Told in assured, evocative prose, with impeccably drawn characters, DAUGHTERS OF SHANDONG is a hopeful, powerful story about the resilience of women in war, the enduring love between mothers, daughters and sisters, and the sacrifices made to lift up future generations.

DAUGHTERS OF SHANDONG
by Eve J. Chung
Berkley, Spring 2024
(via Writers House)

Daughters are the Ang’s family curse.
In 1948, the civil war ravages the countryside, but in rural Shandong the wealthy landowning Angs are more concerned with their lack of an heir. Hai is the eldest of four girls and spends her days looking after her baby sisters. Headstrong Di, who is just a year younger, learns to hide in plain sight, and their mother, abused by the family for failing to birth a boy, finds her own small acts of rebellion in the kitchen.

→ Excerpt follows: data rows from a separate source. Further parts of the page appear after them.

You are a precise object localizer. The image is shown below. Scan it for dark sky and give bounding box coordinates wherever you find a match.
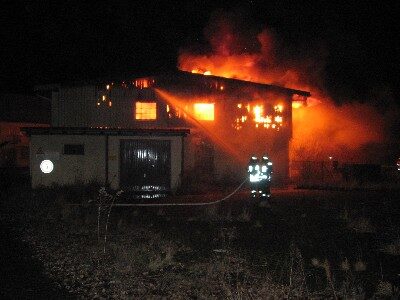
[1,0,399,103]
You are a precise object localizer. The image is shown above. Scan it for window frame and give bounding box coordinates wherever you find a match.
[63,144,85,155]
[135,101,157,121]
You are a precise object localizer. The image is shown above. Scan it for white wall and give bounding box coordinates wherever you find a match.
[30,134,184,191]
[30,135,106,188]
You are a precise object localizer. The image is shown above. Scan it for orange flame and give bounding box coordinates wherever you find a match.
[177,14,385,162]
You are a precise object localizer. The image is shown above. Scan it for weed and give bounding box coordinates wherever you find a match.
[348,217,376,233]
[375,280,393,297]
[340,257,351,271]
[288,242,308,298]
[95,187,123,254]
[380,239,400,256]
[311,258,337,299]
[146,238,178,272]
[202,204,220,221]
[237,207,251,222]
[354,260,367,272]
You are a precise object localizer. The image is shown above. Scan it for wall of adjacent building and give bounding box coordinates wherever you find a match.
[30,134,184,191]
[0,122,48,168]
[30,135,106,187]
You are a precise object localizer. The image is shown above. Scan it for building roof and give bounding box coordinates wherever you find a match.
[164,71,311,97]
[22,127,190,137]
[35,69,311,98]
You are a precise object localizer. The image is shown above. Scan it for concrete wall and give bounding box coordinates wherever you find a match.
[30,135,106,187]
[30,134,184,191]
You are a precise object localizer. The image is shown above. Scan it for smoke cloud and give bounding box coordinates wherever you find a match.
[178,11,395,163]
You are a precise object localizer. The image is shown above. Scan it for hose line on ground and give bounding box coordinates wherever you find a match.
[114,178,249,207]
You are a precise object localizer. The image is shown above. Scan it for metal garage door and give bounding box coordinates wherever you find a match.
[120,139,171,192]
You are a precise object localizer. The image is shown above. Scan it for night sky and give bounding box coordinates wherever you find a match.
[1,1,399,104]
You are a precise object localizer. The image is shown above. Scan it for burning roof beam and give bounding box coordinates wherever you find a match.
[179,71,311,98]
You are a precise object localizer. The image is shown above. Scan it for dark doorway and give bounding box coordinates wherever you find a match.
[194,138,214,176]
[120,139,171,192]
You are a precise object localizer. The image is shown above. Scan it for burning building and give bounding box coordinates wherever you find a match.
[27,70,310,192]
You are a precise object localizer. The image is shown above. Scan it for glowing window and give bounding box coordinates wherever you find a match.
[194,103,214,121]
[134,78,154,89]
[135,102,157,120]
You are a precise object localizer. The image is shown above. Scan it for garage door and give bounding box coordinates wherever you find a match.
[120,139,171,192]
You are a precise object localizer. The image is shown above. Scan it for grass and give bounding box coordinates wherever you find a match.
[2,181,400,298]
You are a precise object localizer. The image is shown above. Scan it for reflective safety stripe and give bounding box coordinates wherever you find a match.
[248,166,253,172]
[267,162,273,165]
[249,174,261,182]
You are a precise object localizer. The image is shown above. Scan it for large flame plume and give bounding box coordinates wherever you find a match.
[178,11,388,162]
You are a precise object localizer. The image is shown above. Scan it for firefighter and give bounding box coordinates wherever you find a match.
[259,154,273,198]
[248,156,261,198]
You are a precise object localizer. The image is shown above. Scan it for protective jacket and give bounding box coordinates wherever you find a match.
[260,156,273,181]
[248,157,261,183]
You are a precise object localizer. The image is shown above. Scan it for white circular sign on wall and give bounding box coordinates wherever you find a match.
[40,160,54,174]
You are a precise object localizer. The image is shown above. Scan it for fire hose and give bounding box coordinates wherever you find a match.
[113,178,249,207]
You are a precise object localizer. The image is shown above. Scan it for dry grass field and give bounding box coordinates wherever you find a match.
[1,177,399,298]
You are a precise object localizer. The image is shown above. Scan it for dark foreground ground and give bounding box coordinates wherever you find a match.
[1,178,400,298]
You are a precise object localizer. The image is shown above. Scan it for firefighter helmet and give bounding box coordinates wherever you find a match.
[248,156,259,174]
[262,155,272,165]
[249,155,259,165]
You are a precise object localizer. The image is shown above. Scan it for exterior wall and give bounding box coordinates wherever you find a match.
[52,85,170,128]
[183,130,290,185]
[181,92,292,183]
[30,134,184,191]
[0,122,48,168]
[30,135,106,187]
[158,79,293,183]
[52,86,96,127]
[49,73,302,185]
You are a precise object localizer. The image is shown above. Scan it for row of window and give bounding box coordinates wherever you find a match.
[135,102,215,121]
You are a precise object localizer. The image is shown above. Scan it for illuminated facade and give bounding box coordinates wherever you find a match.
[34,70,309,189]
[24,127,188,192]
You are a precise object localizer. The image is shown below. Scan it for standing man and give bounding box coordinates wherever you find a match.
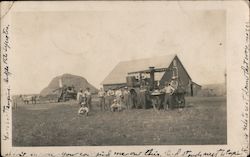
[163,82,175,110]
[98,87,106,111]
[106,88,115,109]
[115,88,123,104]
[123,87,130,109]
[139,85,147,109]
[77,89,83,106]
[84,87,92,110]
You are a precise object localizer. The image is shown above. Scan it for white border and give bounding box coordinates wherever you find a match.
[1,1,249,157]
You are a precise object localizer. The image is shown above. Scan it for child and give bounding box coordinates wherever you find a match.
[78,99,89,116]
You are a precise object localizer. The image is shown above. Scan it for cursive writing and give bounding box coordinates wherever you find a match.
[241,22,250,156]
[2,24,11,83]
[2,24,12,143]
[2,149,247,157]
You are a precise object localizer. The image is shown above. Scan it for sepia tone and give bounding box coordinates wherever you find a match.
[1,1,249,157]
[10,9,227,146]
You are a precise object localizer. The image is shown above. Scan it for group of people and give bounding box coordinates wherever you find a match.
[144,78,180,110]
[161,78,187,110]
[161,82,176,110]
[77,79,181,116]
[77,87,92,116]
[98,87,130,112]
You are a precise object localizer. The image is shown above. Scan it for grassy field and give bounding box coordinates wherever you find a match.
[12,96,227,146]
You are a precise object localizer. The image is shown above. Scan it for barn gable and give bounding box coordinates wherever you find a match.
[159,56,192,87]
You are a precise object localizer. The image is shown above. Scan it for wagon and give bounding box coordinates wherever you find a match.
[57,86,77,102]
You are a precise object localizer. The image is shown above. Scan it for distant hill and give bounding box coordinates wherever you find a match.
[40,74,97,96]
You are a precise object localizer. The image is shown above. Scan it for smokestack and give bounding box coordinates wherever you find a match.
[59,78,63,88]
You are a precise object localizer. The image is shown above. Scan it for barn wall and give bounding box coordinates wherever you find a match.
[192,83,202,96]
[175,57,191,88]
[160,56,191,93]
[159,69,172,87]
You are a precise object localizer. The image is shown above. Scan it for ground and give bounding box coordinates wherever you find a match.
[12,96,227,146]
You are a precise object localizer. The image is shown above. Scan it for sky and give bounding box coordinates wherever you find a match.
[10,8,226,95]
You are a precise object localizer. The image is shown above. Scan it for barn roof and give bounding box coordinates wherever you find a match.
[192,81,202,87]
[101,54,177,85]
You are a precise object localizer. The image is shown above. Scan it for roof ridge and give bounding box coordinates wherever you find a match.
[101,54,178,85]
[119,54,177,63]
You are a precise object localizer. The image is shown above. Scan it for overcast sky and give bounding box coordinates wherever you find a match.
[11,9,226,95]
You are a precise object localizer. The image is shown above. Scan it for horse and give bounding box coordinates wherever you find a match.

As the communist army closes in on their town, the prosperous household flees, leaving behind the girls and their mother because they are useless mouths to feed.
Without an Ang male to punish, the land-seizing cadres choose Hai, as the eldest child, to stand trial for her family’s crimes. She barely survives their brutality. Realizing that worse is yet to come, the women plan their escape. Starving and penniless, but resourceful, they forge their travel permits and embark on a thousand-mile journey to confront the family that abandoned them.
From the countryside to Qingdao, and onward to British Hong Kong and eventually Taiwan, they witness the changing hands of a nation and the plight of multitudes caught in the wake of revolution. But with the loss of their home and the life they’d known also comes a new freedom to take hold of their own fate, to shake free of the bonds of their gender, and to claim their own story.

Eve J. Chung is a Taiwanese American human rights lawyer focusing on gender equality and women’s rights. She lives in New York with her husband, two children, and two dogs.